La RCA dépend largement des institutions financières internationales pour le financement de ses dépenses publiques. Le pays souffre de pénuries récurrentes de carburant en raison du rôle du crime organisé dans l’approvisionnement. Ceci fait flamber les prix alimentaires, affectant le pouvoir d’achat de la population. Les services sanitaires sont concentrés dans la capitale et largement inaccessibles en dehors de Bangui. Les opportunités pour la jeunesse en matière d’éducation, d’emploi ou de participation politique sont restreintes. Près de 40 % des habitants de Bangui vivent dans la pauvreté. Le Bureau de la coordination des affaires humanitaires (United Nations Office for the Coordination of Humanitarian Affairs, OCHA) a relevé des taux préoccupants d’insécurité alimentaire.

Politique de traitement

La politique définie par le commissaire général se fonde sur une analyse approfondie d’informations récentes et détaillées sur la situation générale dans le pays.

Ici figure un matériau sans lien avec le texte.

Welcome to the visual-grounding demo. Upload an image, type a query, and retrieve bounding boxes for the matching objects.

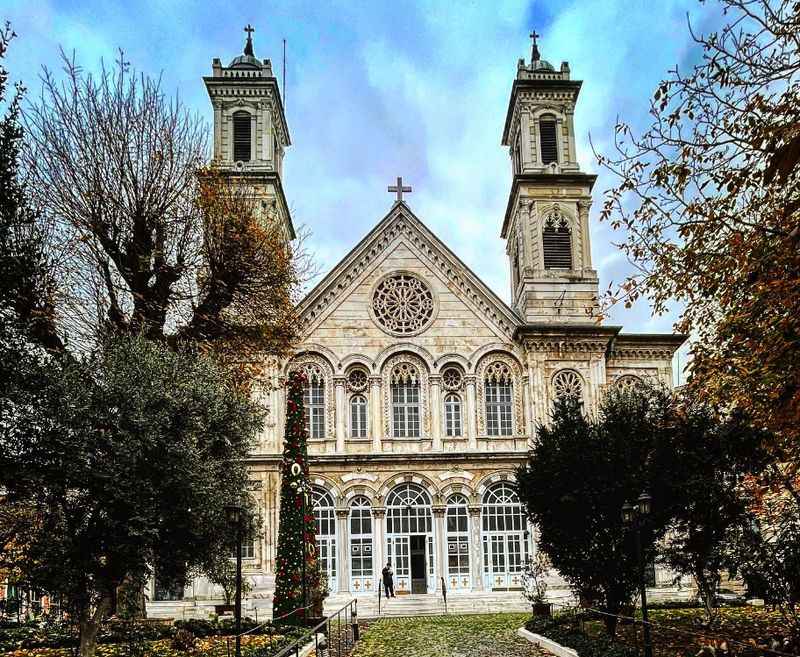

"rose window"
[616,374,642,392]
[442,367,464,390]
[347,370,367,392]
[372,274,434,335]
[553,370,583,401]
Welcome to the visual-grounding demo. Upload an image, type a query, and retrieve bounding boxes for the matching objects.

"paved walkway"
[352,613,550,657]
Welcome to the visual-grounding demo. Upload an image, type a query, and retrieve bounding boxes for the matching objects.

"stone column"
[522,376,533,438]
[214,100,224,160]
[250,112,258,162]
[336,509,350,593]
[372,506,386,586]
[520,112,533,168]
[467,504,484,591]
[433,506,447,593]
[333,376,347,454]
[464,375,478,449]
[429,374,442,452]
[369,376,383,452]
[578,199,592,269]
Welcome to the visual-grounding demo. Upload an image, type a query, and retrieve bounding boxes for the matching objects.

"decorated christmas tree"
[272,372,320,625]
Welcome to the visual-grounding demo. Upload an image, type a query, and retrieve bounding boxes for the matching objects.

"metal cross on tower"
[387,176,411,203]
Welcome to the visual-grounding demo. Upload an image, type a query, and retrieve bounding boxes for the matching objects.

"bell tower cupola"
[203,25,295,239]
[501,32,598,324]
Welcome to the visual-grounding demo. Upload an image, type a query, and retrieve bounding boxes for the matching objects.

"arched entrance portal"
[481,481,528,591]
[386,483,436,593]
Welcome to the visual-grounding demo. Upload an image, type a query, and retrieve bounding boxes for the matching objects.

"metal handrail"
[274,598,358,657]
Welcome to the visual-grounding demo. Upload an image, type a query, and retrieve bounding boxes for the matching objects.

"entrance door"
[411,534,428,593]
[483,532,525,590]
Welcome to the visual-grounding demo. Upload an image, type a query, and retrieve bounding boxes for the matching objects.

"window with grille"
[233,112,252,162]
[303,379,325,438]
[484,380,513,436]
[444,395,462,436]
[447,493,469,575]
[350,495,372,577]
[392,379,420,438]
[542,213,572,269]
[539,117,558,164]
[350,395,367,438]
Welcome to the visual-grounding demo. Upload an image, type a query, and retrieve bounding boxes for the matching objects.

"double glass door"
[483,532,527,591]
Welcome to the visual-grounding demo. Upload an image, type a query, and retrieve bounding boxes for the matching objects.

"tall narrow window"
[539,116,558,164]
[350,495,372,588]
[350,395,367,438]
[542,210,572,269]
[444,395,462,436]
[483,361,514,436]
[303,377,325,438]
[392,379,419,438]
[233,112,252,162]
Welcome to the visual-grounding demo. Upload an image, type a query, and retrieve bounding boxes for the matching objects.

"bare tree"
[598,0,800,464]
[24,53,310,366]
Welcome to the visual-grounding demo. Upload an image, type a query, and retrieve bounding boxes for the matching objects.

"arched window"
[350,495,373,591]
[444,394,463,437]
[386,483,435,593]
[386,484,432,534]
[303,367,325,438]
[553,370,583,404]
[481,481,528,589]
[539,115,558,164]
[483,361,514,436]
[542,210,572,269]
[391,363,420,438]
[350,395,367,438]
[233,111,252,162]
[447,493,470,589]
[312,486,336,591]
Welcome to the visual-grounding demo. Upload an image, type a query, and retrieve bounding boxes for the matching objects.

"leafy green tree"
[661,396,768,623]
[517,388,674,635]
[0,338,261,657]
[730,494,800,648]
[661,396,768,623]
[272,372,325,625]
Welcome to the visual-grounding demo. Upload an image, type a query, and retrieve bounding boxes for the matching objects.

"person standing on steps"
[381,561,397,598]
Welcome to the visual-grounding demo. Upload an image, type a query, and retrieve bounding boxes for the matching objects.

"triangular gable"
[298,201,522,341]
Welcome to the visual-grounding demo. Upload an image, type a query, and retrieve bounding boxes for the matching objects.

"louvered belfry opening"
[542,214,572,269]
[233,112,251,162]
[539,117,558,164]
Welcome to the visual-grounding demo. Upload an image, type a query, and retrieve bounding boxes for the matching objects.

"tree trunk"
[79,596,111,657]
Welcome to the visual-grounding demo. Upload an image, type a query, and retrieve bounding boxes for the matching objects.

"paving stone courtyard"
[352,613,549,657]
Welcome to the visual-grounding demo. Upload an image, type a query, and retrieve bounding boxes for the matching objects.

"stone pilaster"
[369,376,383,452]
[464,375,478,449]
[429,374,442,452]
[336,509,350,593]
[333,376,347,454]
[433,506,447,593]
[467,504,484,591]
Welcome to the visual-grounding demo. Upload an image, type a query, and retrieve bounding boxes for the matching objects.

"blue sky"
[0,0,720,380]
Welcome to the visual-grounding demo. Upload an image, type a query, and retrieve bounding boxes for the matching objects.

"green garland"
[272,372,320,625]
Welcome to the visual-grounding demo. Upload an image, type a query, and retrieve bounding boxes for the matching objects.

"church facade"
[148,30,685,599]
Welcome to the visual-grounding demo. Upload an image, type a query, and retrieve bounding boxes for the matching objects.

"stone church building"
[151,36,685,604]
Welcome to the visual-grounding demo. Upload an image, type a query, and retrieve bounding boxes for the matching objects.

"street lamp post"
[622,492,653,657]
[225,505,242,657]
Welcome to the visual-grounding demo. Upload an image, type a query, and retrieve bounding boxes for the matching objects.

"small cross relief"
[387,176,412,203]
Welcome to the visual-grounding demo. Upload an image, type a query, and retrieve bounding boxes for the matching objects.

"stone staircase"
[325,591,531,618]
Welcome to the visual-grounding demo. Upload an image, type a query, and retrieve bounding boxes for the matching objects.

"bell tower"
[501,32,598,324]
[203,25,295,240]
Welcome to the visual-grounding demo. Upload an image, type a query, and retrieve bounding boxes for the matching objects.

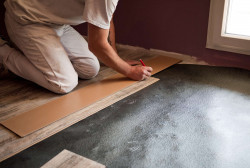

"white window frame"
[206,0,250,55]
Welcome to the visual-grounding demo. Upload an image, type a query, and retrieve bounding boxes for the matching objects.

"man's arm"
[88,23,152,80]
[108,17,117,53]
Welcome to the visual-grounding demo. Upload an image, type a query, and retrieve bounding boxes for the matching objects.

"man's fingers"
[144,66,153,72]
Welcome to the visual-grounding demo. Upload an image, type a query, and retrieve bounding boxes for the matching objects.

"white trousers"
[3,12,100,93]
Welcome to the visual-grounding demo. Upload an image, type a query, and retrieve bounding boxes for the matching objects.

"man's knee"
[75,58,100,79]
[49,74,78,94]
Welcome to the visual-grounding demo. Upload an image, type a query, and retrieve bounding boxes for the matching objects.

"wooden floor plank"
[41,149,105,168]
[0,46,180,161]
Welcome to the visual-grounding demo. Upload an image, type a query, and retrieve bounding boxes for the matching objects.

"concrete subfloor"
[0,65,250,168]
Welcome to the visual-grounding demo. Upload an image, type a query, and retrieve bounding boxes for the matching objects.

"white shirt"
[5,0,118,29]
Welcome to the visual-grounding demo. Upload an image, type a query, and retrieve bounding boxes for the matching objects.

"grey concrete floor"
[0,65,250,168]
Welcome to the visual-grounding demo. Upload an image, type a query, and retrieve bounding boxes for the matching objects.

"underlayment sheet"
[41,149,105,168]
[1,56,180,137]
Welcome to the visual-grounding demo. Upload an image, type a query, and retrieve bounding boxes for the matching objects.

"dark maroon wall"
[1,0,250,69]
[115,0,250,69]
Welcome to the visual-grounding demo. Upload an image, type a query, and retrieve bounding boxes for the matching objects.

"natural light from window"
[226,0,250,37]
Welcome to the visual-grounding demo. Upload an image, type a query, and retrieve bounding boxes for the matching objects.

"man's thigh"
[6,13,76,84]
[59,25,100,79]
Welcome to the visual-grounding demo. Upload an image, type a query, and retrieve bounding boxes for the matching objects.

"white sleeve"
[83,0,118,29]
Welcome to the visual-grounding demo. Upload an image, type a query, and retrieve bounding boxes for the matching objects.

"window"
[207,0,250,55]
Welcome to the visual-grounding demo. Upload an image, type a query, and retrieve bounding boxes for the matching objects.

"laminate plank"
[41,149,105,168]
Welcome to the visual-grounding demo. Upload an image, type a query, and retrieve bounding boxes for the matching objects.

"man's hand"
[125,60,141,66]
[88,23,152,80]
[127,66,153,80]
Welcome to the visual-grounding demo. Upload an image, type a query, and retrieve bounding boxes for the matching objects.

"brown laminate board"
[1,56,180,137]
[41,149,106,168]
[0,77,159,162]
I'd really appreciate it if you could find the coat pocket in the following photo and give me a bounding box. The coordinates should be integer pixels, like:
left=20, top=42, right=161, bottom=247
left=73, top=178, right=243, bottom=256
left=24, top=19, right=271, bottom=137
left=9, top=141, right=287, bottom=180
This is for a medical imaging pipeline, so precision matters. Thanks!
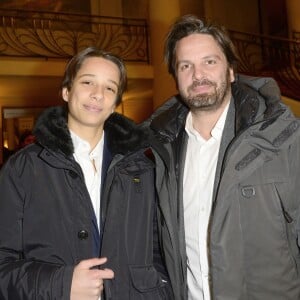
left=129, top=265, right=165, bottom=300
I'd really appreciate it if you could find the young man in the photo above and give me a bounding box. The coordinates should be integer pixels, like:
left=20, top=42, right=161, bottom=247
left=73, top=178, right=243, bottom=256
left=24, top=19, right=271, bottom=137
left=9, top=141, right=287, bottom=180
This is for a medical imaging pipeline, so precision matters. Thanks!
left=146, top=15, right=300, bottom=300
left=0, top=47, right=168, bottom=300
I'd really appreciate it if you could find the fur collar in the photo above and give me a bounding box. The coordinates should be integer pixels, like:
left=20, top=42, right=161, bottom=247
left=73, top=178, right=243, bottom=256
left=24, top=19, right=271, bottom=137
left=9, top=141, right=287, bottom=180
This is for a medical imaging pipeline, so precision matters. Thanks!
left=34, top=106, right=148, bottom=156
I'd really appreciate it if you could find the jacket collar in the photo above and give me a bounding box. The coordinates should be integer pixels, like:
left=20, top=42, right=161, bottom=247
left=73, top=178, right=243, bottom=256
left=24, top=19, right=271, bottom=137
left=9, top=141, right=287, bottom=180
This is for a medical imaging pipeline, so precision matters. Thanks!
left=34, top=106, right=147, bottom=157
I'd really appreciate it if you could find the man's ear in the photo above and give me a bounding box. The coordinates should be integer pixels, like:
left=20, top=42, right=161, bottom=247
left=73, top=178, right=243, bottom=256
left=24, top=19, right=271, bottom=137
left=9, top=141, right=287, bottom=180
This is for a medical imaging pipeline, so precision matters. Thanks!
left=62, top=87, right=69, bottom=102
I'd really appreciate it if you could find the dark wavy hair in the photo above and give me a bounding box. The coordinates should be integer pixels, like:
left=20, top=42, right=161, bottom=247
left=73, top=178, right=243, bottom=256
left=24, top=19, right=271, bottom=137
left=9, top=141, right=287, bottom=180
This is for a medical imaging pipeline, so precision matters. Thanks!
left=164, top=15, right=239, bottom=78
left=61, top=47, right=127, bottom=105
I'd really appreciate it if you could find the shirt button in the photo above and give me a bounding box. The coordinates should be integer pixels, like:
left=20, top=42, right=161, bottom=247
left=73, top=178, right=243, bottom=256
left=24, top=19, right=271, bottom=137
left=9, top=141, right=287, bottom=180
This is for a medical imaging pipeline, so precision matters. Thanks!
left=78, top=230, right=89, bottom=240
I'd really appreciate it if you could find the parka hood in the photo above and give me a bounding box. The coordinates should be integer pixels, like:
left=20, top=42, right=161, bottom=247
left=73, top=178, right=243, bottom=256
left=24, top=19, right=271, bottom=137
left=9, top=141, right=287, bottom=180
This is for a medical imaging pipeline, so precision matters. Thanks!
left=33, top=106, right=147, bottom=156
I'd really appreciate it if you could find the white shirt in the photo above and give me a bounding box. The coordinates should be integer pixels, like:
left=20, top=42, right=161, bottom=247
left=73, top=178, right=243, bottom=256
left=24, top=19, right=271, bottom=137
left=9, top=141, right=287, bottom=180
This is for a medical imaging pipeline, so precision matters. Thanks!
left=71, top=131, right=104, bottom=226
left=183, top=105, right=229, bottom=300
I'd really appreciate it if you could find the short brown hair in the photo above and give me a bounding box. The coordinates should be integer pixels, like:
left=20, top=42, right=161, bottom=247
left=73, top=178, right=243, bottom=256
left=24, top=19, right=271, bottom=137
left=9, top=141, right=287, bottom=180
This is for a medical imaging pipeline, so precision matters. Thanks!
left=164, top=15, right=239, bottom=78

Ces informations ont été recueillies de manière professionnelle auprès de diverses sources objectives, dont l’Agence de l’Union européenne pour l’asile (AUEA), le Haut-Commissariat aux réfugiés des Nations unies (HCR), des organisations internationales de défense des droits de l’homme, des organisations non gouvernementales, ainsi que la littérature spécialisée et les médias. Pour définir sa politique, le commissaire général ne se fonde donc pas exclusivement sur les COI Focus publiés sur le site du CGRA, qui ne traitent que de certains aspects particuliers de la situation du pays. Le fait qu’un COI Focus date d’un certain temps déjà ne signifie donc pas que la politique menée par le commissaire général ne soit plus d’actualité.

Pour examiner une demande d’asile, le commissaire général tient non seulement compte de la situation objective dans le pays d’origine à la date de la décision mais également de la situation individuelle et des circonstances personnelles du demandeur. Chaque demande d’asile est examinée au cas par cas. Le demandeur d’asile doit montrer de manière suffisamment concrète qu’il éprouve une crainte fondée de persécution ou court un risque réel d’atteintes graves. Il ne peut donc se contenter de renvoyer à la situation générale dans son pays mais doit également présenter des faits concrets et crédibles le concernant personnellement.

Pour ce pays, il n’y a pas de note de politique de traitement disponible sur le site Internet du CGRA.